You are viewing a plain text version of this content. The canonical link for it is here.
Posted to commits@stanbol.apache.org by wk...@apache.org on 2011/06/08 09:34:43 UTC
svn commit: r1133268 -
/incubator/stanbol/trunk/enhancer/engines/autotagging/src/main/java/org/apache/stanbol/enhancer/engines/autotagging/impl/RelatedTopicEnhancementEngine.java
Author: wkasper
Date: Wed Jun 8 07:34:43 2011
New Revision: 1133268
URL: http://svn.apache.org/viewvc?rev=1133268&view=rev
Log:
Stanbol-213: Enable use of text extracts contained in metadata
Modified:
incubator/stanbol/trunk/enhancer/engines/autotagging/src/main/java/org/apache/stanbol/enhancer/engines/autotagging/impl/RelatedTopicEnhancementEngine.java
Modified: incubator/stanbol/trunk/enhancer/engines/autotagging/src/main/java/org/apache/stanbol/enhancer/engines/autotagging/impl/RelatedTopicEnhancementEngine.java
URL: http://svn.apache.org/viewvc/incubator/stanbol/trunk/enhancer/engines/autotagging/src/main/java/org/apache/stanbol/enhancer/engines/autotagging/impl/RelatedTopicEnhancementEngine.java?rev=1133268&r1=1133267&r2=1133268&view=diff
==============================================================================
--- incubator/stanbol/trunk/enhancer/engines/autotagging/src/main/java/org/apache/stanbol/enhancer/engines/autotagging/impl/RelatedTopicEnhancementEngine.java (original)

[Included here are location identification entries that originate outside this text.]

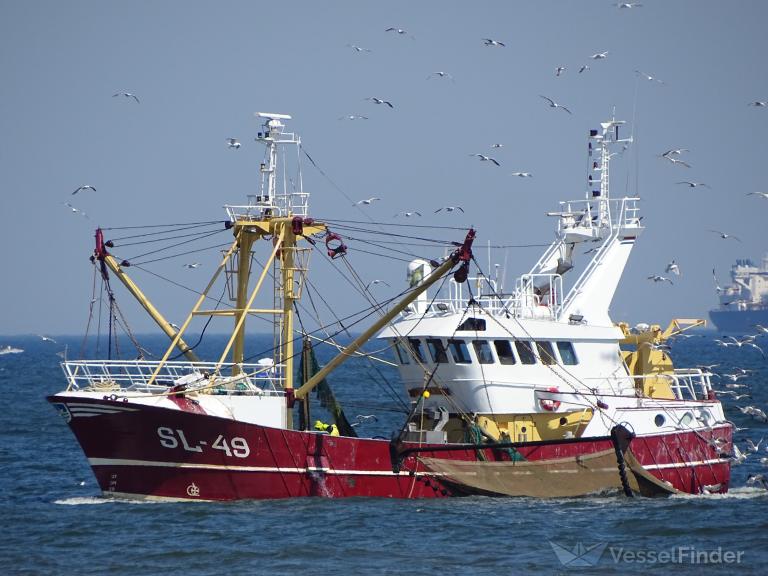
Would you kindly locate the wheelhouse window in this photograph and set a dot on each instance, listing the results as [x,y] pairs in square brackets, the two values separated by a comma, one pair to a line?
[437,350]
[459,351]
[415,344]
[567,353]
[546,353]
[504,351]
[525,351]
[472,325]
[483,351]
[402,355]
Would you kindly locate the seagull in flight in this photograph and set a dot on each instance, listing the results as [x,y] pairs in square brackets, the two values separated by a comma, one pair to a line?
[484,158]
[657,278]
[553,104]
[725,236]
[649,77]
[380,101]
[127,95]
[76,210]
[367,201]
[694,184]
[677,161]
[441,74]
[86,187]
[372,282]
[673,268]
[407,214]
[673,152]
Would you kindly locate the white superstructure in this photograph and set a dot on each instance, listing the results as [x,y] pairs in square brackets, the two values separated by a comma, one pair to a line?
[549,346]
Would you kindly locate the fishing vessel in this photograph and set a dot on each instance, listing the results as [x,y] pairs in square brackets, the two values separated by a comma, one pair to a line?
[744,303]
[528,392]
[10,350]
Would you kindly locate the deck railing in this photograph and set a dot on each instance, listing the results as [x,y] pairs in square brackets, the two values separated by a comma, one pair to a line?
[135,376]
[685,383]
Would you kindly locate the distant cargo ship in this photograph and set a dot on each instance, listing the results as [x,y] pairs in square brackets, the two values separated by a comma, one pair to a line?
[744,303]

+++ incubator/stanbol/trunk/enhancer/engines/autotagging/src/main/java/org/apache/stanbol/enhancer/engines/autotagging/impl/RelatedTopicEnhancementEngine.java Wed Jun 8 07:34:43 2011
@@ -16,14 +16,18 @@
*/
package org.apache.stanbol.enhancer.engines.autotagging.impl;
+import static org.apache.stanbol.enhancer.servicesapi.rdf.Properties.NIE_PLAINTEXTCONTENT;
+
import java.io.IOException;
import java.util.Collection;
import java.util.Collections;
+import java.util.Iterator;
import java.util.List;
import org.apache.clerezza.rdf.core.LiteralFactory;
import org.apache.clerezza.rdf.core.MGraph;
import org.apache.clerezza.rdf.core.NonLiteral;
+import org.apache.clerezza.rdf.core.Triple;
import org.apache.clerezza.rdf.core.UriRef;
import org.apache.commons.io.IOUtils;
import org.apache.felix.scr.annotations.Component;
@@ -74,11 +78,19 @@ public class RelatedTopicEnhancementEngi
+ ci.getId());
return;
}
- String text;
- try {
- text = IOUtils.toString(ci.getStream(),"UTF-8");
- } catch (IOException e) {
- throw new InvalidContentException(this, ci, e);
+ String mimeType = ci.getMimeType().split(";", 2)[0];
+ String text = "";
+ if (TEXT_PLAIN_MIMETYPE.equals(mimeType)) {
+ try {
+ text = IOUtils.toString(ci.getStream(),"UTF-8");
+ } catch (IOException e) {
+ throw new InvalidContentException(this, ci, e);
+ }
+ } else {
+ Iterator<Triple> it = ci.getMetadata().filter(new UriRef(ci.getId()), NIE_PLAINTEXTCONTENT, null);
+ while (it.hasNext()) {
+ text += it.next().getObject();
+ }
}
if (text.trim().length() == 0) {
// TODO: make the length of the data a field of the ContentItem
@@ -109,6 +121,12 @@ public class RelatedTopicEnhancementEngi
if (TEXT_PLAIN_MIMETYPE.equalsIgnoreCase(mimeType)) {
return ENHANCE_SYNCHRONOUS;
}
+ // check for existence of textual content in metadata
+ UriRef subj = new UriRef(ci.getId());
+ Iterator<Triple> it = ci.getMetadata().filter(subj, NIE_PLAINTEXTCONTENT, null);
+ if (it.hasNext()) {
+ return ENHANCE_SYNCHRONOUS;
+ }
return CANNOT_ENHANCE;
}